Geduld, Einblick und Augenhöhe

Aus dieser Erfahrung kann die Linke zumindest drei Schlüsse ziehen:

1) Es ist wichtig, einen langen Atem zu haben und wenn möglich schon präsent zu sein, bevor Konflikte entstehen. Es ist schwierig, im Nachhinein zu versuchen auf bereits ausgebrochene Bewegungen oder Kämpfe aufzuspringen.

2) Wir brauchen Wissen und Erfahrungen in konkreten Arbeitsbereichen, um Situation zu erkennen, in denen die Linke einen Unterschied für die KollegInnen in einem Betrieb machen kann.

3) Inhaltliche Debatten sind wichtig. Zentral ist es aber auch, praktische Aktivitäten, rund um die konkreten Probleme und die laufenden Auseinandersetzungen in einer Branche, zu organisieren.

4) Um eine Basisinitiative nachhaltig aufzubauen dürfen eigene Ideen nicht dominieren, sondern wir müssen offene Räume für Betroffene schaffen, in denen auf Augenhöhe diskutiert und gearbeitet werden kann.

In keiner Branche gibt es dieselben Probleme und Strukturen – und die beschreibene Erfahrung kann nicht 1:1 auf andere Felder übertragen werden. Durch Initiativen wie Care Revolution Wien entstehen aber Räume, in denen Beschäftigte – die bisher nichts mit der Linken am Hut hatten – mit einer kämpferischen Perspektive auf gesellschaftliche Konflikte in Berührung kommen.
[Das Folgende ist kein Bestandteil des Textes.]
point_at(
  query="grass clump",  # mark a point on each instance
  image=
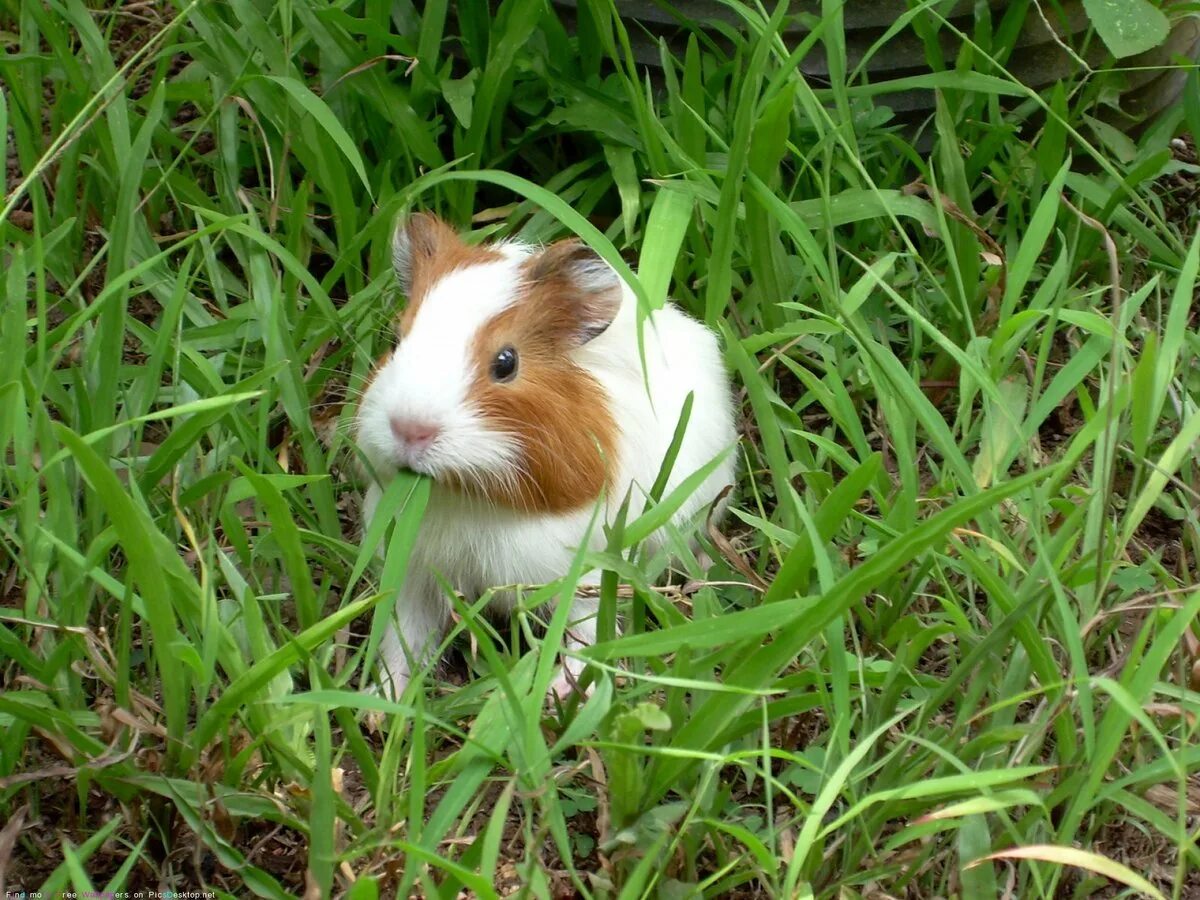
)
(948, 646)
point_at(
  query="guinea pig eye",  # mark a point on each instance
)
(504, 365)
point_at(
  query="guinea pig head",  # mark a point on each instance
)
(484, 391)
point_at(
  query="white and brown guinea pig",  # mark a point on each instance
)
(517, 387)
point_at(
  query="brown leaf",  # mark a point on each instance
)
(9, 840)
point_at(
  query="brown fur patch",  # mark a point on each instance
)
(558, 412)
(433, 250)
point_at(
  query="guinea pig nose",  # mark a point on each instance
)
(414, 433)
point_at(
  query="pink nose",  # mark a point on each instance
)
(415, 435)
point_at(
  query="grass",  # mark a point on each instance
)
(948, 647)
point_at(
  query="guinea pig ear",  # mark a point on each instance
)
(582, 285)
(417, 241)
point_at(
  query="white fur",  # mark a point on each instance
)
(475, 545)
(429, 375)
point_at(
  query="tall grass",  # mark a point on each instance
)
(947, 646)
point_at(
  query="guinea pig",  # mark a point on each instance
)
(519, 388)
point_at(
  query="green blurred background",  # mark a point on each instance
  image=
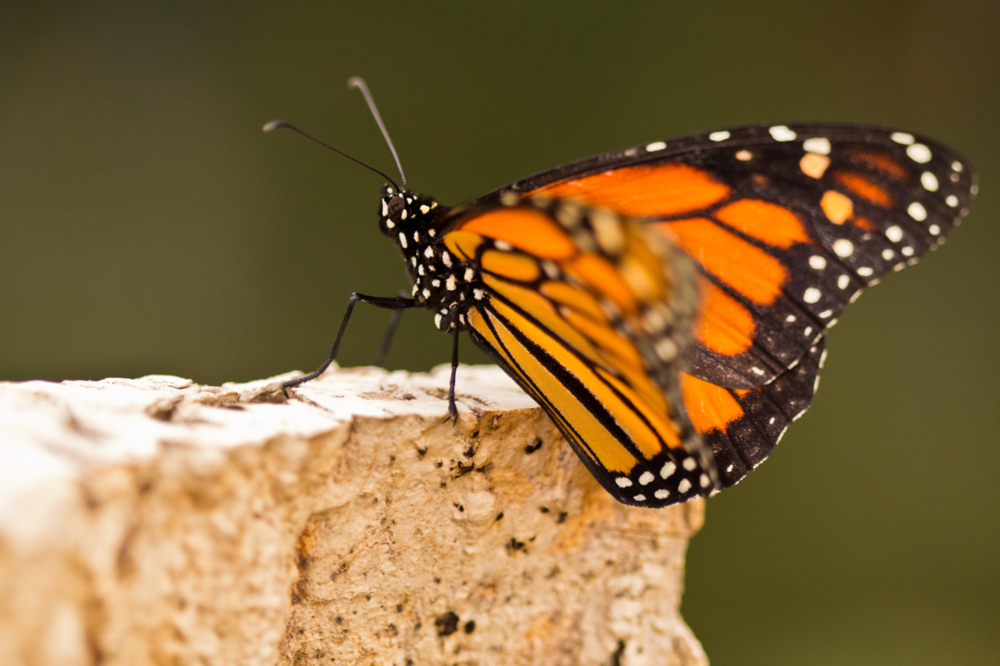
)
(148, 226)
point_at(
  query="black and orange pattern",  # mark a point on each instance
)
(666, 304)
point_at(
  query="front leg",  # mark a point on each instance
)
(389, 303)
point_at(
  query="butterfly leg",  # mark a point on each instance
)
(390, 332)
(397, 303)
(452, 406)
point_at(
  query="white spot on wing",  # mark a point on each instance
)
(818, 144)
(843, 247)
(919, 153)
(782, 133)
(917, 211)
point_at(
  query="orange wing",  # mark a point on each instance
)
(785, 223)
(589, 312)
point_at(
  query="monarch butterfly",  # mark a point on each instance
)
(666, 304)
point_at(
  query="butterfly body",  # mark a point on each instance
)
(667, 304)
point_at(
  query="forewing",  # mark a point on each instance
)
(786, 224)
(589, 312)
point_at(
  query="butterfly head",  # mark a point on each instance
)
(403, 211)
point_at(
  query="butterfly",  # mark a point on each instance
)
(666, 304)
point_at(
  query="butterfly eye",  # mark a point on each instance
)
(397, 208)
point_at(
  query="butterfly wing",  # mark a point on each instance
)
(785, 223)
(589, 312)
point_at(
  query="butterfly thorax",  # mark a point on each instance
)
(441, 282)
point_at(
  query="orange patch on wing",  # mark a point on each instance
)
(523, 228)
(881, 162)
(644, 191)
(573, 297)
(767, 222)
(709, 407)
(837, 207)
(723, 325)
(512, 266)
(743, 266)
(865, 188)
(864, 224)
(598, 273)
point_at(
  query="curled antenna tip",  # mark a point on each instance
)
(359, 83)
(272, 125)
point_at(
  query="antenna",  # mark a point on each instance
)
(359, 83)
(279, 124)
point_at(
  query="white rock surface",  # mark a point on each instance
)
(153, 521)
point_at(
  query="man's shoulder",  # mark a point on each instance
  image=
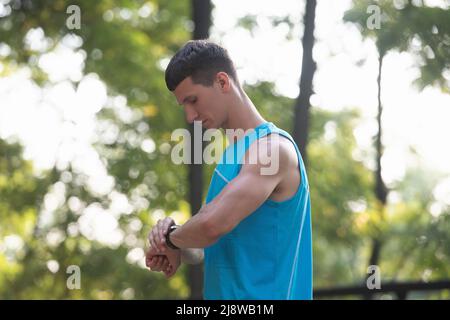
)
(274, 147)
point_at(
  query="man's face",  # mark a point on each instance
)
(201, 103)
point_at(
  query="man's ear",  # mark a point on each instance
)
(224, 81)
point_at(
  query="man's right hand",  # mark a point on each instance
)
(167, 263)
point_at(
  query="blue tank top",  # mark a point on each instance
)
(268, 255)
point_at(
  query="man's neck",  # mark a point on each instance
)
(243, 116)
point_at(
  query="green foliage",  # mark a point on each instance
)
(421, 30)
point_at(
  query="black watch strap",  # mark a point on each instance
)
(168, 242)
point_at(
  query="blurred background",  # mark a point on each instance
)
(86, 122)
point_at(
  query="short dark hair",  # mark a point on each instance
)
(200, 59)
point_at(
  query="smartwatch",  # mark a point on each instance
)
(169, 231)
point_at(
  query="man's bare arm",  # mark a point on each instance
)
(239, 198)
(192, 255)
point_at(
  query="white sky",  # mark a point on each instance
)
(57, 123)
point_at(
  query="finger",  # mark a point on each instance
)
(160, 235)
(167, 223)
(165, 265)
(158, 263)
(153, 241)
(150, 239)
(157, 239)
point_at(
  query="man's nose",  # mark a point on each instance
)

Die Stimmung im Wiener Gesundheitsbereich spitzt sich gerade wieder zu. Kommende Kämpfe müssen nicht bei Null beginnen – das Netzwerk Care Revolution Wien kann in Arbeitskämpfen eine wichtige Rolle spielen und als Sprachrohr der Belegschaft unabhängig von ArbeitgeberInnen und Gewerkschaft agieren.

Florian Weissel gibt seit Jahren das Betriebsflugblatt Klartext im Krankenanstaltenverbund heraus, ist Mitbegründer von Care Revolution Wien und aktiv bei der Revolutionär Sozialistischen Organisation.